Recyclable steel, copper and other metals were removed this week, and demolition of what’s left of Café Moxie could be completed next week, pending town approval.

Mr. Ryan, an Irish-born builder who has been on the Island for 12 years, said yesterday he was working on drawings which would restore the restaurant. He hoped to get widespread support to make it the same height as the adjacent Bunch of Grapes building, with two apartments above the cafe.

Ann Nelson is moving ahead on construction at landmark bookstore building. — Mark Alan Lovewell

Meanwhile, Ann Nelson, owner of the Bunch of Grapes building which also was badly damaged in the fire, confirmed that she too was moving ahead; new construction began there this week. Although still awaiting the insurance settlement, Mrs. Nelson hopes to have the place fit for a bookstore by spring.

It all comes as a bit of upbeat news following a difficult summer on Main street in Vineyard Haven that began with the devastating Independence Day fire that destroyed two key businesses and their buildings in the heart of the Island’s main port town.

Mr. Ryan said he had known Mr. Currier for some time and had enjoyed eating at Café Moxie. “I kept driving by and seeing nothing was happening. So I approached Paul and found out he wasn’t getting much help . . . and I’m helping him,” Mr. Ryan said.

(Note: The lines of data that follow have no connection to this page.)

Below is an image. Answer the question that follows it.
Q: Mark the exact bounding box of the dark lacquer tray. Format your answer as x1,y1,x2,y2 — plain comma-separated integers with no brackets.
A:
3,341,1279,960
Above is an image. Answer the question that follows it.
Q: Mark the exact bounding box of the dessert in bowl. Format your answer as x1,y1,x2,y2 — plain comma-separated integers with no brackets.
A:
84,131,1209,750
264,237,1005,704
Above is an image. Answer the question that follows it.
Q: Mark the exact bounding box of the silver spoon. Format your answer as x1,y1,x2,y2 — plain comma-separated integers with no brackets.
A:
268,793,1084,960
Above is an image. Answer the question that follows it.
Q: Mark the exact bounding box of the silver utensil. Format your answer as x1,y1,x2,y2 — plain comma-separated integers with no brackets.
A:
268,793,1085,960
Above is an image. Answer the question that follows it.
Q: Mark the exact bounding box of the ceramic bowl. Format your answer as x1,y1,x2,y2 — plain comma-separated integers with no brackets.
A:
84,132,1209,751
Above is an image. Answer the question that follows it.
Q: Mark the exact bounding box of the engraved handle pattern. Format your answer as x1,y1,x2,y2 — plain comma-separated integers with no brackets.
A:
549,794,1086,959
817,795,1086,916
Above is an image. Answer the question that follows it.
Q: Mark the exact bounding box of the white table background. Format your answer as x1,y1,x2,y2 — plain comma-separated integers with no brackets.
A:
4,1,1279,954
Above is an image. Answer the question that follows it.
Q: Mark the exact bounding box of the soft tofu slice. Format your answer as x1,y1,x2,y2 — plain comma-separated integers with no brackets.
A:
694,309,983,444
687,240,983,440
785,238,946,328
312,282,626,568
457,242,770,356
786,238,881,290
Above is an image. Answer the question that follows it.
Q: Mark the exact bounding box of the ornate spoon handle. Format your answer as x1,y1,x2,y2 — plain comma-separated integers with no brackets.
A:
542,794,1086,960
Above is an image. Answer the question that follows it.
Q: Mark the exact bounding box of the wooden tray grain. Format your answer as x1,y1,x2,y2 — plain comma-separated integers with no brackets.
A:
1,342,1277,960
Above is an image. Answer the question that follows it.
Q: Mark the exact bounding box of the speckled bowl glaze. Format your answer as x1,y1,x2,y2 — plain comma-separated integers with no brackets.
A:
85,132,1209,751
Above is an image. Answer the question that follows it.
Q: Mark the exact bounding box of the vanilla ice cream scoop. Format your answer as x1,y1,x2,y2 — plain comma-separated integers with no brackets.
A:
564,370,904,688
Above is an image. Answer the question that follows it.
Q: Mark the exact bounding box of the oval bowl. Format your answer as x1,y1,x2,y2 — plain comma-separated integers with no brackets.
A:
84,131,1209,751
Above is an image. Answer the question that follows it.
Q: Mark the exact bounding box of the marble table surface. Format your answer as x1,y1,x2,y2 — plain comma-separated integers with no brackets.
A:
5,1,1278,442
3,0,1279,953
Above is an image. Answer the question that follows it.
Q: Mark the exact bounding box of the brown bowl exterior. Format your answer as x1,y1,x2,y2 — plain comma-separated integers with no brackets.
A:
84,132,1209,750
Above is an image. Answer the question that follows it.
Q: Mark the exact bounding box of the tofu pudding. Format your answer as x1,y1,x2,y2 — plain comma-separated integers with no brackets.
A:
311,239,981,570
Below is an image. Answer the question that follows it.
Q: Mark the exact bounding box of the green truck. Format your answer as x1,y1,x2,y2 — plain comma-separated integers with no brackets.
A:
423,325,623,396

He acknowledged it was a big risk, but laughed that he was crazy, and happy to take the risk if it meant bringing back life to Main street. He said his construction company, Island Woodworks, has 12 employees, a year and a half’s work ahead with good clients and a buoyant bank account. “We’re one of the up and coming companies, not too big, not too small,” he said.

“I think we can make it viable,” he said. Mr. Ryan said that, depending on the permits, he was confident the restaurant could be reopened next summer. “I like building, I’m good at it,” he said. He pointed to a house going up on State Road near John’s Fish Market as an example.

Mr. Currier said he was pleased “we’re finally starting to do something that’s noticeable.”

He said he has spent months negotiating with adjusters and lawyers and banks, “and it’s not a good time to be dealing with banks,” he added. “I can’t tell you how daunting it’s been . . . it’s nice to get some real movement.

Mark Alan Lovewell

“I’m pretty excited about pulling everyone back in,” Mr. Currier said.

Mrs. Nelson’s son, Jon Nelson, owns the Bunch of Grapes business. He has put the business up for sale, and last month’s New England Independent Booksellers trade show was buoyed by rumors of its imminent sale.